Due to the fact that PlayN supports four different target platforms, a PlayN game project has a lot of moving parts. Fortunately, the Maven build system used by PlayN allows those parts to be cleanly separated and to stay out of your way until and unless you need them.
A PlayN game project consists of a top-level meta module and a number of different sub-modules. Here’s an outline of the structure of the Hello example project:
hello/pom.xml - main project Maven build file
/core - cross-platform game code
/assets - cross-platform game assets
/android - Android backend code and configuration
/html - HTML backend code and configuration
/java - desktop Java backend code and configuration
/robovm - iOS (RoboVM) backend code and configuration
The main cross-platform game code is in the core module. The cross-platform game assets are in
the assets module. Due to requirements of the Android and RoboVM builds, it is most convenient to
have the assets in a separate module rather than bundled with the core module. The remaining
modules deal with the various supported target platforms.
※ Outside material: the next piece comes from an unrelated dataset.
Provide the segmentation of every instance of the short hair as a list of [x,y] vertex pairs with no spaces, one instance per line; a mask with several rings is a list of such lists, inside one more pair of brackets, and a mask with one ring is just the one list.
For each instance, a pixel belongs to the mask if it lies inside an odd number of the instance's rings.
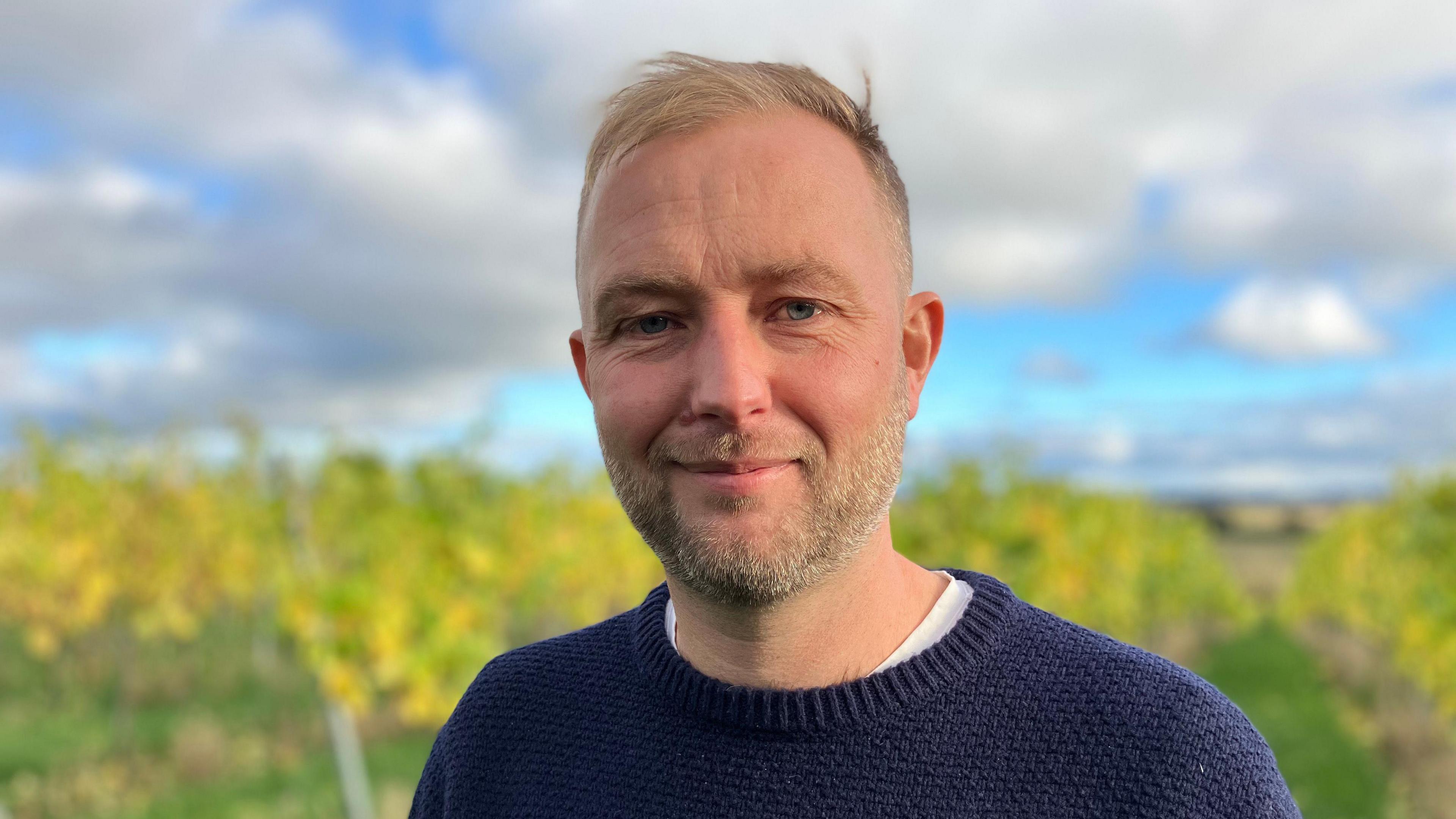
[[577,208],[577,275],[581,275],[581,224],[597,178],[628,152],[668,133],[687,133],[737,114],[799,109],[834,125],[855,143],[890,217],[900,254],[900,289],[910,293],[910,204],[879,125],[869,118],[869,74],[865,103],[805,66],[728,63],[668,51],[644,67],[655,68],[607,99],[606,115],[587,150],[587,179]]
The assets module simply contains images, sounds and other non-code game assets. These are placed
into the assets/src/main/resources/assets/ directory and organized however you like. The Hello
project contains:
assets/pom.xml
assets/src/main/resources/assets/images/bg.png
assets/src/main/resources/assets/images/pea.png
The core module contains the game code. This is placed into the core/src/main/java/ directory
and organized like a normal Java project:
core/pom.xml
core/src/main/java/playn/sample/hello/core/HelloGame.java
Each module also contains a pom.xml Maven build file which contains build instructions and
configuration.
The PlayN sample games follow the Maven standard project layout, which places resources into
src/main/resources and code into src/main/java, but a game author is free to change that layout
if desired. This Stack Overflow question describes the process of customizing the directories in
which Maven looks for code and resources.
Note that even if you plan to build with an IDE, changing directories via the Maven configuration is a good idea because the IDE will usually read the Maven build configuration files to determine where to find code and resources in a Maven project. This also ensures that building from the command line continues to work properly.
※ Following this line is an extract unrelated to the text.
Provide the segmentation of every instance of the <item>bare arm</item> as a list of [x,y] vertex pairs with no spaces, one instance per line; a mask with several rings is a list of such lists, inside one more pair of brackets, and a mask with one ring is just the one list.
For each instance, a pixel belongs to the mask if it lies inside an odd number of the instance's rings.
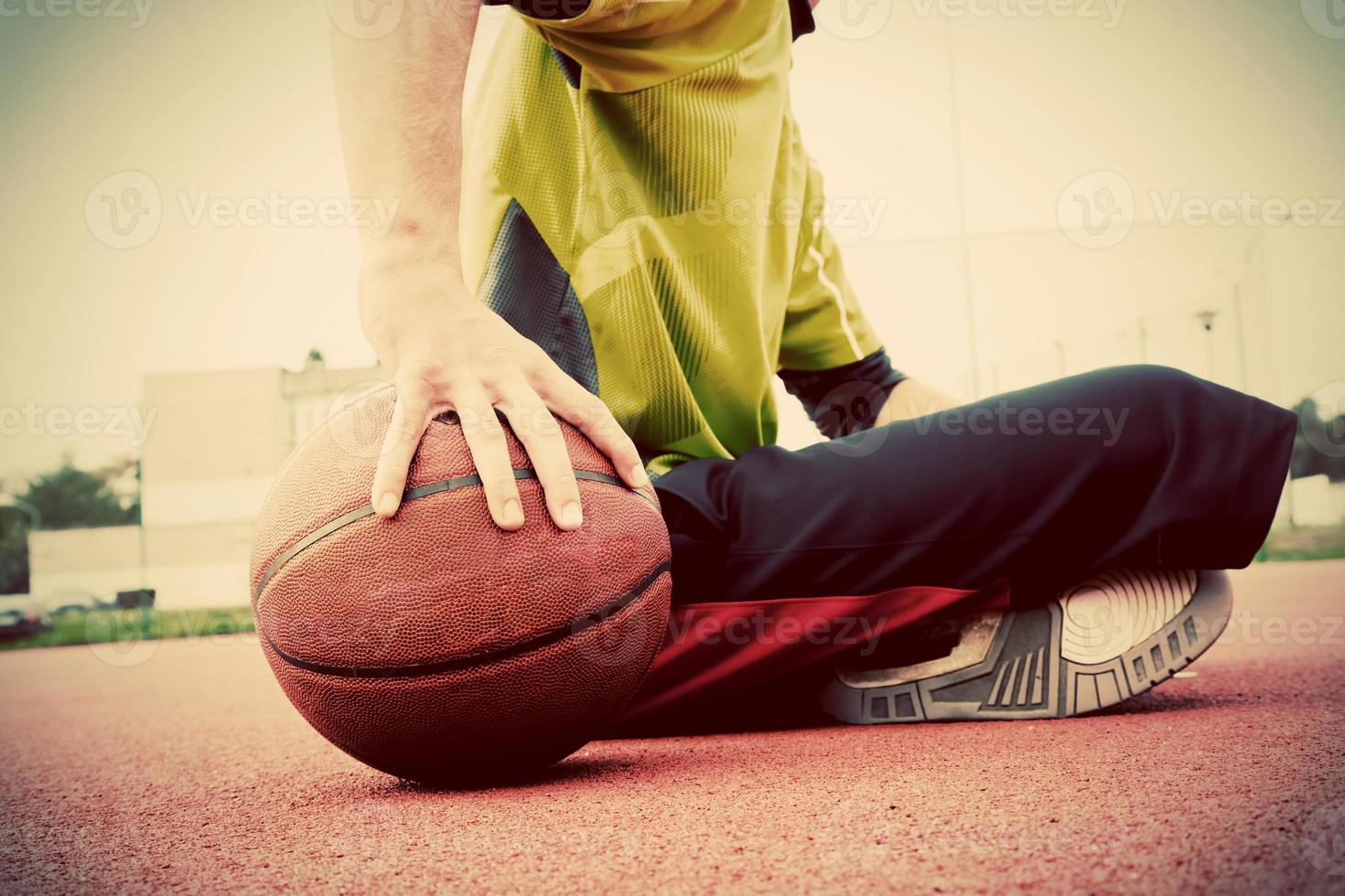
[[523,524],[496,408],[527,450],[555,524],[582,523],[578,486],[551,414],[580,427],[632,486],[639,453],[607,407],[472,296],[457,239],[463,83],[479,0],[409,3],[389,35],[332,31],[332,64],[354,196],[395,210],[390,232],[360,232],[359,313],[397,404],[371,488],[391,516],[430,419],[455,410],[491,516]]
The Java module contains just a single source file which bootstraps the game when running in the JVM:
java/pom.xml
java/src/main/java/playn/sample/hello/java/HelloGameJava.java
The Android module contains a number of Android-specific configuration files, a source file which
defines an Android Activity and which bootstraps the game on Android, and any Android-specific
media resources like the app icons.
android/AndroidManifest.xml
android/pom.xml
android/proguard.cfg
android/project.properties
android/res/drawable-hdpi/icon.png
android/res/drawable-ldpi/icon.png
android/res/drawable-mdpi/icon.png
android/res/values/strings.xml
android/src/main/java/playn/sample/hello/android/HelloGameActivity.java
The AndroidManifest.xml file is the main configuration for an Android app. You’ll want to
familiarize yourself with the Android manifest docs if you’ll be deploying to Android.
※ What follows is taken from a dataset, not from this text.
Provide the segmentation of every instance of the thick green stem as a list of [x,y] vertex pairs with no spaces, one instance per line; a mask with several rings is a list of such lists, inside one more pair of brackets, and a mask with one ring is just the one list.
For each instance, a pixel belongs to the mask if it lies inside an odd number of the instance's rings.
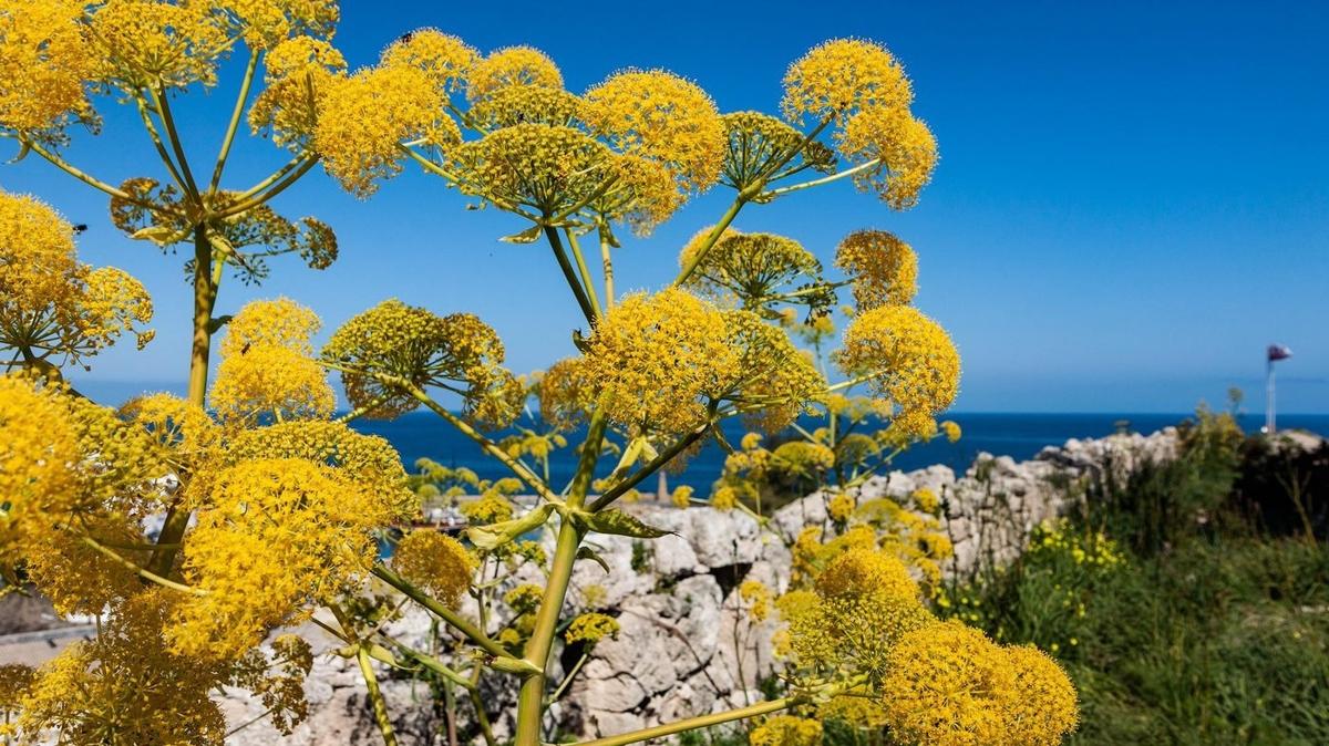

The RoboVM module contains a number of iOS-specific configuration files, a source file which
defines a UIApplication and bootstraps the game on iOS, and any iOS-specific media resources like
app icons and splash screens.
robovm/Info.plist.xml
robovm/pom.xml
robovm/resources/Default*.png
robovm/resources/Icon*.png
robovm/resources/iTunesArtwork
robovm/robovm.properties
robovm/robovm.xml
robovm/src/main/java/playn/sample/hello/robovm/HelloGameRoboVM.java
The Info.plist.xml file is the main configuration file for an iOS app. You’ll want to
familiarize yourself with iOS application docs if you’ll be deploying to iOS.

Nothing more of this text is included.